The chemistry between Cooper as Dink and Wallace Beery as the Champ was sparkling and heartfelt and special. Even though you know, as the spectator, that the Champ isn’t the best caretaker for Dink, you root for him to do better. Dink’s love for his father has you convinced that there is no one else he could really have a better life with, or feel more love from. Cooper and Beery would work together on a few more films, despite the fact that Beery vowed never to work with Cooper again, and showed a general distaste for working with child actors. Beery was generally, uh, Not a Good Person, so in THIS house it’s team Jackie Cooper all day every day. Had I been writing this newsletter on a typewriter in 1931, I would have urged my subscribers to protect him at all costs.
The Champ ended up winning two Academy Awards—one for Best Actor (Wallace Beery) and one for Best Original Story (Frances Marion). Beery’s being an irredeemable asshole unfortunately doesn’t discount his acting skills—and we will see this happen over and over in Hollywood as the worst dudes imaginable are continually given their flowers. I wish I could say Wallace Beery was a bad actor and gave a terrible performance in The Champ, but unfortunately I’m bad at lying. His performance is very convincing and effective! It never once crossed my mind that he could have had anything but soaring, everlasting love in his heart for sweet little Dink!
I also found Frances Marion’s writing here to be powerful, even more so than what she gave us with The Big House. While there were certain aspects of The Big House that didn’t work for me, I was all-in on the story of The Champ, and the script also gave us some incredible lines of dialogue that are still lodged in my brain, several days after having watched it. The final scene is so poignant and powerful, and couldn’t be achieved if either of these elements, the script and the acting, weren’t in peak form.

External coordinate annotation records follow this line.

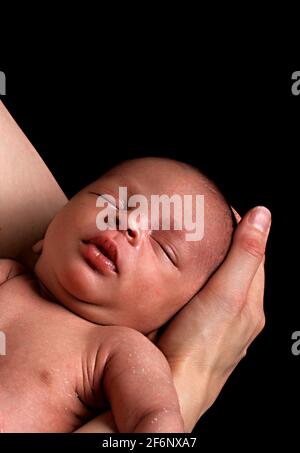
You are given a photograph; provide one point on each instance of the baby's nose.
(136, 226)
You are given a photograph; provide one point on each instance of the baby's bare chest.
(41, 363)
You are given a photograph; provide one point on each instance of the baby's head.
(141, 277)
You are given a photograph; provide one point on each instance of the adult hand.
(210, 335)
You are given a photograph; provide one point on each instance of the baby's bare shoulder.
(9, 269)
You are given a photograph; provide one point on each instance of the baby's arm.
(138, 383)
(9, 269)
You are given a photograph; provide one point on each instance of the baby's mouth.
(101, 253)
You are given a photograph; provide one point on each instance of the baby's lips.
(107, 247)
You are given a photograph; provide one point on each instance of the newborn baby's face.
(142, 277)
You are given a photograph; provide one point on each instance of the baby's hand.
(138, 383)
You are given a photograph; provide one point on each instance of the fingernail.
(260, 218)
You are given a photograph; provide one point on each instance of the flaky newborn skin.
(60, 370)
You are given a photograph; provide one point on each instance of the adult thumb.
(234, 277)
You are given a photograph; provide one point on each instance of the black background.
(232, 115)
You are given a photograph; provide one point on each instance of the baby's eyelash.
(165, 252)
(102, 196)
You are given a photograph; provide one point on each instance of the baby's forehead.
(155, 176)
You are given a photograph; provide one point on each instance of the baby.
(76, 330)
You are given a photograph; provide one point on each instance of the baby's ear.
(38, 247)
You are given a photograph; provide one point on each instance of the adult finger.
(232, 281)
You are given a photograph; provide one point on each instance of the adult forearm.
(29, 194)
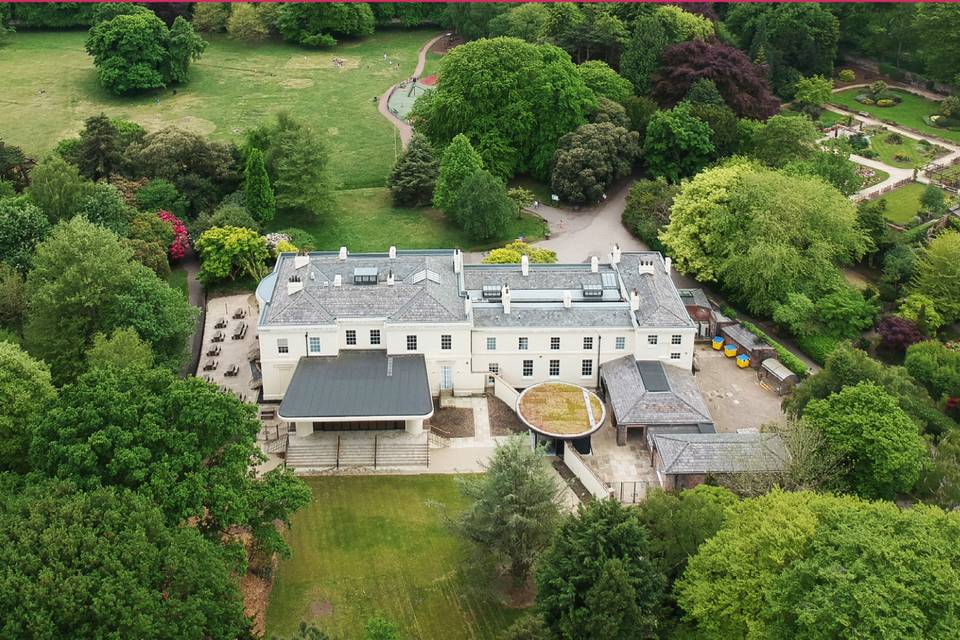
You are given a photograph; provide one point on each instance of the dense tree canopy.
(805, 565)
(572, 571)
(513, 101)
(590, 159)
(741, 83)
(763, 234)
(137, 52)
(113, 569)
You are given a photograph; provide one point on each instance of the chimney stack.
(294, 285)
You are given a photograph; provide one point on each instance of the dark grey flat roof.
(358, 384)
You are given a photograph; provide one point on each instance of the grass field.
(233, 87)
(366, 220)
(372, 545)
(917, 154)
(909, 112)
(903, 203)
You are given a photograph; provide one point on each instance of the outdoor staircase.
(333, 452)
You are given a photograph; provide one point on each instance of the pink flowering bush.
(181, 238)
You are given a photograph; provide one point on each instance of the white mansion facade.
(352, 337)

It’s possible that I’m rating The Champ higher than I normally would based solely on the fact that, out of the last several films I’ve watched for this project, this is the first one to make me feel something other than boredom and/or rage. Even Bad Girl, while I liked it fine enough, didn’t really move me one way or another, which is almost worse than hating it. It’s too early to tell if The Champ should have been the best picture winner, but I certainly think it was a worthy contender.
I won the fight, didn’t I, Dink?
Quick Facts:
Nominated for 4 Academy Awards, won 2
Best Picture
Best Director (King Vidor)
Best Actor (Wallace Beery, won)
Best Original Story (Frances Marion, won)
Wallace Beery actually got one less vote than Fredric March (for Dr. Jekyll and Mr. Hyde) in the 1931/1932 Academy Awards voting for best actor, but the rules at the time considered anyone with one or two votes less than the leader as being in a tie. So both got Academy Awards.
Wallace Beery, in addition to his previously detailed poor behavior, apparently thought Jackie Cooper “stole” too many scenes in this film, and afterward had a clause added to his MGM contract stipulating that no juvenile performer would be allowed a close-up in his films. What a big baby bitch.
The original ending had the Champ lose his final match before his death. Audiences at the time thought this was way too big of a bummer, with no payoff, so scenes were re-shot to have the Champ win his last fight.
Stray Observations:
87 minutes! Incredible. Love it already.
Unrelated to the movie really, but the thumbnail on Apple is actually from the 1979 Jon Voigt version. I think this is stupid & it sucks.
Jackie Cooper 🥹🥹🥹
I need to watch a Jackie Cooper movie that’s way more upbeat, I can’t handle him acting out trauma anymore!! He’s too good at it & it hurts my heart!
When Dink stuffs his pockets with gum, candy, and cigarettes… awesome. What a king.
The relationship between the Champ and Dink is really sweet… when it’s not extremely toxic.
How exactly did Dink get back to Tijuana from San Diego by himself??? hOW??